Pain at the wellhead has flowed down the pipeline to afflict midstream infrastructure operators, and about the only bright spot right now is the outlook for growing natural gas demand at home and abroad as well as increasing liquids exports, a trio of speakers said at IHS CERAWeek.

“I don’t have a clue how low crude oil is going to go, how long it’s going to stay there or what it’s going to look like when we find some stability,” said Enterprise Products Partners CEO Jim Teague. Natural gas is oversupplied in the midst of a very warm winter, and natural gas liquids prices are floundering, he said. “At some point we’re going to come out of this,” Teague said. “People keep calling it a cycle. I call it pure hell.

“We firmly believe that price creates supply and price creates demand.” However, with the U.S. oversupplied in hydrocarbons, exports are necessary. “We’ve learned from our LPG export business that other countries want U.S. resources,” Teague said at the conference in Houston. Benefits of U.S. commodity and products relative to those from elsewhere in the world are price transparency and reliability of supply, he said.

Spectra Energy Corp. CEO Greg Ebel said that while things look dismal in the upstream for now, the demand end of the natural gas pipe is booming.

Growing demand for natural gas is underpinned by power generation, petrochemicals and emerging exports of liquefied natural gas.

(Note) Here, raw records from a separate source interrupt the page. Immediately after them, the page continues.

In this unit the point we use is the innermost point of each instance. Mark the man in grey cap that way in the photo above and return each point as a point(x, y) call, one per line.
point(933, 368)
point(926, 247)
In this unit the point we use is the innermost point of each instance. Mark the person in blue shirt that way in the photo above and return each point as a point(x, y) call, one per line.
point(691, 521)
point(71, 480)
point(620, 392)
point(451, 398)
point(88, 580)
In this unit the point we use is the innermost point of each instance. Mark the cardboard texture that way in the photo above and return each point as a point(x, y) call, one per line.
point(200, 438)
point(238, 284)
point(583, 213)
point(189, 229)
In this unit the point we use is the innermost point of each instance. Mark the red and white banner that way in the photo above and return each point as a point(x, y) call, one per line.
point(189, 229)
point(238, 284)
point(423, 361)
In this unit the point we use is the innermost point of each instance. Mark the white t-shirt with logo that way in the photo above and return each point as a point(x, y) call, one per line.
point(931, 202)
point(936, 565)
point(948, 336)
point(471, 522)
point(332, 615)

Pipeline projects used to be supply push; now they’re demand pull. “I’m extremely bullish on the demand side for natural gas,” Ebel said. “We’ve been building pipelines at breakneck pace…About 80% of everything we’re doing at Spectra is on the demand pull side, and the average contract term is about 19 years long…”

Gas demand increases are not so much from incremental growth but rather from conversions from fuel oil and coal, as well as retiring nuclear power plants, Ebel said. “The changes are going full tilt on the demand side,” he said. “It’s really hard for me to see that change stopping, and that change is going to continue to need infrastructure.”

The picture is a bit different on the crude oil side. Plains All American Pipeline CEO Greg Armstrong said crude pipeline capacity exceeds near-term needs for just about every shale basin, with exceptions being in Canada and the need for some “inter-regional plumbing” in some places.

Competition for the marginal barrel has increased, he said, and transportation capacity is being discounted in the secondary market. The shale liquids boom spawned an oil pipeline buildout phase the likes of which hadn’t been seen in 50 or 60 years. Increases in transportation capacity took the form of existing system expansions, system conversions and construction of new pipelines.

New pipelines were typically underpinned by volumetric commitments that often represented “materially less” than the overall project capacity, Armstrong said. Some of the commitments were based upon expectations of production growth. And these commitments were made on pipelines that had the highest tariffs, he said.

“We believe the massive pipeline infrastructure expansion in crude oil is over for a while…and some of the incremental expenditures can actually be avoided through consolidation and rationalization.”